Clubs #3,4,5,6 – The Long Clubs
These clubs serve a few purposes… they are often used off the tee but many golfers try (sometimes successfully) to hit them from the fairway. The “traditional” set would have had a 3 wood, a 5 wood, a 3 iron and a 4 iron in this section but today’s technology allows for other options. Most golfers fill these slots with woods or hybrids. Do you hit your woods fairly well? Try 3, 5, and 7 woods. Have more success with irons? Try a 3 wood and then fill the gap with a few hybrids and maybe even a traditional cavity backed iron. The most important thing to remember here is to not have two clubs that do the same thing. If you play a 7 wood, you don’t need a 3 iron. If you choose a #4 hybrid, stay away from a 4 iron. Focus on lofts and lengths of the various clubs to fill your gaps properly. A strong “long clubs” section can cut strokes on long par 3’s and par 5’s… allowing golfers to hit shots that were too difficult in the past. You really need to play to your strengths here… understand your options and find the clubs that work best.

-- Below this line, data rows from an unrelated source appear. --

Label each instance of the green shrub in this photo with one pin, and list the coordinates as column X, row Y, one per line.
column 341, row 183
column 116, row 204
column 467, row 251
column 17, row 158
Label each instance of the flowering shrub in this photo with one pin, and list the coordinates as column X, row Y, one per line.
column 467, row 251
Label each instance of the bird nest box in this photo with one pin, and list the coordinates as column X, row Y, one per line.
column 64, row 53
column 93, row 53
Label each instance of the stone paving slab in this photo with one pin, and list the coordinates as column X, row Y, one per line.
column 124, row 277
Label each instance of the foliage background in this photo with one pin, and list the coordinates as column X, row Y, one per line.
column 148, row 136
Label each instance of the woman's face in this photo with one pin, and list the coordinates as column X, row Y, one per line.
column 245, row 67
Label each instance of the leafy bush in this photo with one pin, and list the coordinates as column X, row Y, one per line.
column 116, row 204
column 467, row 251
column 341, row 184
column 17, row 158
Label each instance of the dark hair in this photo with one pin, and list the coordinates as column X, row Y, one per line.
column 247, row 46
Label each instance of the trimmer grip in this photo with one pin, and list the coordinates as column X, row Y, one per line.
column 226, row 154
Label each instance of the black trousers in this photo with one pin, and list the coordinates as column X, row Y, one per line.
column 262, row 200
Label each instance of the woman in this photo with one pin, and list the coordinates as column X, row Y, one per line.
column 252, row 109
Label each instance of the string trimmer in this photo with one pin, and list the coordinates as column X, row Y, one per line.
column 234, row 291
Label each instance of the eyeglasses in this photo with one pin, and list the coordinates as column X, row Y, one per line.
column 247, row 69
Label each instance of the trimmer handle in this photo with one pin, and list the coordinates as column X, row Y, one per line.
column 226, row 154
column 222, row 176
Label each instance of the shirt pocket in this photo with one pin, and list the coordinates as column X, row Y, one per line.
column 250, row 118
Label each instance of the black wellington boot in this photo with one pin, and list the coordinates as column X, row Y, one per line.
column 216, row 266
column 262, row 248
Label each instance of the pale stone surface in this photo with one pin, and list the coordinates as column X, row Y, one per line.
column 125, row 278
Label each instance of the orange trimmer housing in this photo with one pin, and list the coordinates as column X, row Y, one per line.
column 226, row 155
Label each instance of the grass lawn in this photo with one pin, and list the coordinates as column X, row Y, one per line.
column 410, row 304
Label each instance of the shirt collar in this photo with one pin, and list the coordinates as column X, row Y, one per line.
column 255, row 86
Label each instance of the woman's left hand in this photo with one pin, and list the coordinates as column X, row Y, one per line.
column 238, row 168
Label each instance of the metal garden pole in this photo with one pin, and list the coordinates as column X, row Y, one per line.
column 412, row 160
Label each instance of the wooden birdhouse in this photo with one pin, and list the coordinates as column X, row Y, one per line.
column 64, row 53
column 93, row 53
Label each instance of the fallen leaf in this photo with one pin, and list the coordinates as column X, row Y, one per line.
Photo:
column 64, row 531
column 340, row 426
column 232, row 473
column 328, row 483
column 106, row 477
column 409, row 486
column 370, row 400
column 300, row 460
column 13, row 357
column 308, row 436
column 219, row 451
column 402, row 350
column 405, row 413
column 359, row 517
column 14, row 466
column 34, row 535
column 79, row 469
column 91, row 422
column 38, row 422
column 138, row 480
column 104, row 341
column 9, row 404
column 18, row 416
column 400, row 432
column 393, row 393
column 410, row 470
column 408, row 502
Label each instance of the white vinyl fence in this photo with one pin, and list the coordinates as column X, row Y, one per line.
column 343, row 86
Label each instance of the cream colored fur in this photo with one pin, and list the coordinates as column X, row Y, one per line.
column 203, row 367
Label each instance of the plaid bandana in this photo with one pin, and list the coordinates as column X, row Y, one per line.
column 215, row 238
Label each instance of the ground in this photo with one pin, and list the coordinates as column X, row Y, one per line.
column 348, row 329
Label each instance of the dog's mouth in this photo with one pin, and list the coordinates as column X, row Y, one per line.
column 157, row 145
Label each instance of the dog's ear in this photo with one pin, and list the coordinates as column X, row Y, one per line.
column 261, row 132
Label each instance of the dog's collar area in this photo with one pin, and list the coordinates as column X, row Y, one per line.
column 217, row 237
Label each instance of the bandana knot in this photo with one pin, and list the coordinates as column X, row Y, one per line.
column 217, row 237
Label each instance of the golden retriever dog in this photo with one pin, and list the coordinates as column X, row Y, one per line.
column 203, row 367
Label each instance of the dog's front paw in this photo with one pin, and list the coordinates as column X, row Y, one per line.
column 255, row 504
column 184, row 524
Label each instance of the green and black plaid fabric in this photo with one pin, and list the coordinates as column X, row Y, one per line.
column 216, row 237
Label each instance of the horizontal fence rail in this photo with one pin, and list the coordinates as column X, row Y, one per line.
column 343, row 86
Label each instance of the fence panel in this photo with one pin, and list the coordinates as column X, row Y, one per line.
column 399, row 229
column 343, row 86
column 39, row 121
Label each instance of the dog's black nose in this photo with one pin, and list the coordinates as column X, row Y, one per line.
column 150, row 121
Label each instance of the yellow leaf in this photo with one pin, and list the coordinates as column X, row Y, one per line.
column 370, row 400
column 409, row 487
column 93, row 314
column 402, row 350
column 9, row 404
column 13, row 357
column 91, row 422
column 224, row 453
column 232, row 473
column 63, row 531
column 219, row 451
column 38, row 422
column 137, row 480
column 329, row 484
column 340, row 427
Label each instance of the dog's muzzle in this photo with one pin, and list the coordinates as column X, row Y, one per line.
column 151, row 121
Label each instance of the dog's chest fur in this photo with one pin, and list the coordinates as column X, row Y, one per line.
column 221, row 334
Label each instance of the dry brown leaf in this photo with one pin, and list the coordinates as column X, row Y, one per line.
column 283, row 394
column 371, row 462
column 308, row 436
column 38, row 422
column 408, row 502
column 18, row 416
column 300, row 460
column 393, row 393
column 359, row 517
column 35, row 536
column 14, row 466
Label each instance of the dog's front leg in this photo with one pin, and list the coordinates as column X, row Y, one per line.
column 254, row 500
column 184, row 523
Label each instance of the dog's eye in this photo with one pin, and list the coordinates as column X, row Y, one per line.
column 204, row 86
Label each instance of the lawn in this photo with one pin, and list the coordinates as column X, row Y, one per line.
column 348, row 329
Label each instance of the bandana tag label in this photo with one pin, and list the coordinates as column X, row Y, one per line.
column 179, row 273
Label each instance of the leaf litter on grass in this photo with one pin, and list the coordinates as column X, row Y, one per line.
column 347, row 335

Clubs #7,8,9 – The Mid Clubs
These are some of the most used clubs in the bag… most golfers would say their “go to clubs” fall into this section. A traditional set would have a 5 iron, a 6 iron and a 7 iron as “mid clubs”. Most golfers use irons here… although there are a few other options. A golfer that hits their woods better may look to a 9 and/or 11 wood to fill this gap. Some companies offer hybrid clubs in these lofts too. These clubs are primarily used for controlled tee shots, approach shots and mid-length par 3’s. If you can control and iron better… go with and iron. Don’t be too concerned if clubs in this category don’t go a long ways… it’s better to be short and in the fairway than long and in the trees.
Clubs #10,11 – The Short Clubs
A traditional set would have an 8 iron and a 9 iron here and irons are probably the way to go too. Your main concern here should be finding clubs that hit the ball straight and high. Length is not a huge issue here. Some companies make hybrids and woods to fill these slots but most golfers should be able to hit an 8 and 9 iron without too much problem. A better player may want to look at a blade iron here… blades provide a bit more control and feel but less forgiveness.
Clubs #12,13,14 – The Wedges
People get so confused about wedges, lofts and distances so here is a brief outline. A traditional pitching wedge (PW) is about 48 degrees but they now range in lofts and can be as low as 45 degrees. A gap wedge, approach wedge, attack wedge… it has a million names (GW, AW…) is usually between 50 and 53 degrees. A sand wedge (SW) is usually between 54 and 57 degrees. A lob wedge is usually 60 degrees. There are other wedges available (some people use a 64 degree wedge) but these are the main ones. It all boils down to degrees and gaps here… fill the PW – LW gap with “X” number of wedges. You’ll probably want a PW and a SW…. so that leaves one other club. Do you want a club in between these two? Try an AW. Want something with a bit more loft for short chips and flops? Try a LW. Try to space these clubs so you can cover the most ground without leaving a huge gap in degrees.
So there is a really rough layout of what a golf bag should look like. Don’t be affraid to move clubs around to fit your game and the types of courses that you play. Do you hit long tee shots and need more help with short approach shots? Try taking the #2 club out of the “long clubs” section and put it into the “wedges” section… add a wedge. Play a course with a lot of long par 3’s? Take the #13 club out of the “wedges” section and add a 2 iron or #2 hybrid in the “long clubs” section. Many golfers will have more than 14 clubs in their arsenal at home… this allows them to customize their bag before they head to the course.
Maps are useful things… they can lead pirates to buried treasure and golfers to lower scores. Ok, ok… they aren’t the same types of maps but you get the idea! Sit down, think about things that you do well and then go build a bag around your strengths. There is NO excuse for having a useless club in your bag!